BoE leaves policy unchanged despite inflation pick-up

The Bank of England left monetary policy unchanged though one rate setter voted to reduce the target for bond purchases as the central bank predicted inflation would rise higher than previously expected.
The monetary policy committee voted unanimously to leave interest rates at their record low of 0.1% and voted 7-1 to maintain the £875bn target for government bond purchases.

Michael Saunders, an external member of the MPC, voted to reduce the bond-buying target to £830bn. Saunders and another member, Dave Ramsden, gave speeches recently expressing concern about inflation.

Inflation was 2.5% in June, above the BoE’s 2% target. The central bank said on Thursday it expected inflation to hit about 4% by the fourth quarter of 2021 – higher than predicted before – before falling back close to the target from that point on.

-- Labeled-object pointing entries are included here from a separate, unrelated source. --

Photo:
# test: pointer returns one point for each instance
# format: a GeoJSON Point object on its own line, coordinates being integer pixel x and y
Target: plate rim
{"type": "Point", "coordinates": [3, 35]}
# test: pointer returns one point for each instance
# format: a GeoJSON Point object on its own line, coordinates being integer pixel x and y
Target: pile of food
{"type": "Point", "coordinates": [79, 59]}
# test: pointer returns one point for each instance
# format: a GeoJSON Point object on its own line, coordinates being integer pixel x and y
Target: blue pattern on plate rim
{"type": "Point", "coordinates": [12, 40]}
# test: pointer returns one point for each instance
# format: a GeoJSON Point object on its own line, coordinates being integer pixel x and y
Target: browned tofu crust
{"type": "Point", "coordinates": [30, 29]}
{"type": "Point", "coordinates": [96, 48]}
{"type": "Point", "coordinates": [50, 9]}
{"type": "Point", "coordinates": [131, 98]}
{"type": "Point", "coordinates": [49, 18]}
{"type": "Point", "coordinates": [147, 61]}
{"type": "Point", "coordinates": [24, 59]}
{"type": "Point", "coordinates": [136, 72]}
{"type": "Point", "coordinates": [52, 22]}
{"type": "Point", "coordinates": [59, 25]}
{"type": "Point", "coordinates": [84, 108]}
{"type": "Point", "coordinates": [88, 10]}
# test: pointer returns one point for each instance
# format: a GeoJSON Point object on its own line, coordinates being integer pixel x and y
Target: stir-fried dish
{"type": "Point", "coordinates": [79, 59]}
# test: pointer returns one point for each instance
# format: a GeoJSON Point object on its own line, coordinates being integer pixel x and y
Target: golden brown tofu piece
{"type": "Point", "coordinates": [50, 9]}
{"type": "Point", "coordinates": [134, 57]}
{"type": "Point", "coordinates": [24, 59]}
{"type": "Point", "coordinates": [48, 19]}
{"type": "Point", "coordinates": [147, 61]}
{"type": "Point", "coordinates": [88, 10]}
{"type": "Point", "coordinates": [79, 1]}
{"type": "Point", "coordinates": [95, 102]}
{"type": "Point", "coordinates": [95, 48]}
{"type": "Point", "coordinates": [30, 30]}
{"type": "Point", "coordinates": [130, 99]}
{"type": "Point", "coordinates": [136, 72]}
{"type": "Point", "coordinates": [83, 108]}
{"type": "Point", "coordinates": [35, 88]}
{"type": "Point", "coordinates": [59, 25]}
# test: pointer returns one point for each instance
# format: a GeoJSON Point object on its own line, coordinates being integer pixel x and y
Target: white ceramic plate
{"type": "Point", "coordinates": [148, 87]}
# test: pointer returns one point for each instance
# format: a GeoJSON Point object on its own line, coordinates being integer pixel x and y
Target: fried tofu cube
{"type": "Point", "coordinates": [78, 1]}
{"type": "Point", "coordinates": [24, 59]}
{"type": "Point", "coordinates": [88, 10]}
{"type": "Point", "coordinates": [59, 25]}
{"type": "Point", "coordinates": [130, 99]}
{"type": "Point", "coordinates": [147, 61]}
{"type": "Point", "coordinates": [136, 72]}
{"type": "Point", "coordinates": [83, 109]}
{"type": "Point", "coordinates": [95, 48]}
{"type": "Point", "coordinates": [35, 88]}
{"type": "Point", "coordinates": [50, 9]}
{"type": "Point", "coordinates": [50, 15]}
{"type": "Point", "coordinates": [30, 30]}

“The committee’s central expectation is that current elevated global and domestic cost pressures will prove transitory,” the BoE said. “Nonetheless, the economy is projected to experience a more pronounced period of above-target inflation in the near term than expected in the May [inflation] report.”

BoE Governor Andrew Bailey has said the BoE would not be rushed into increasing rates with the economy still fragile and little evidence that rising prices would persist. But some economists, including former Governor Mervyn King, have warned against complacency over inflation.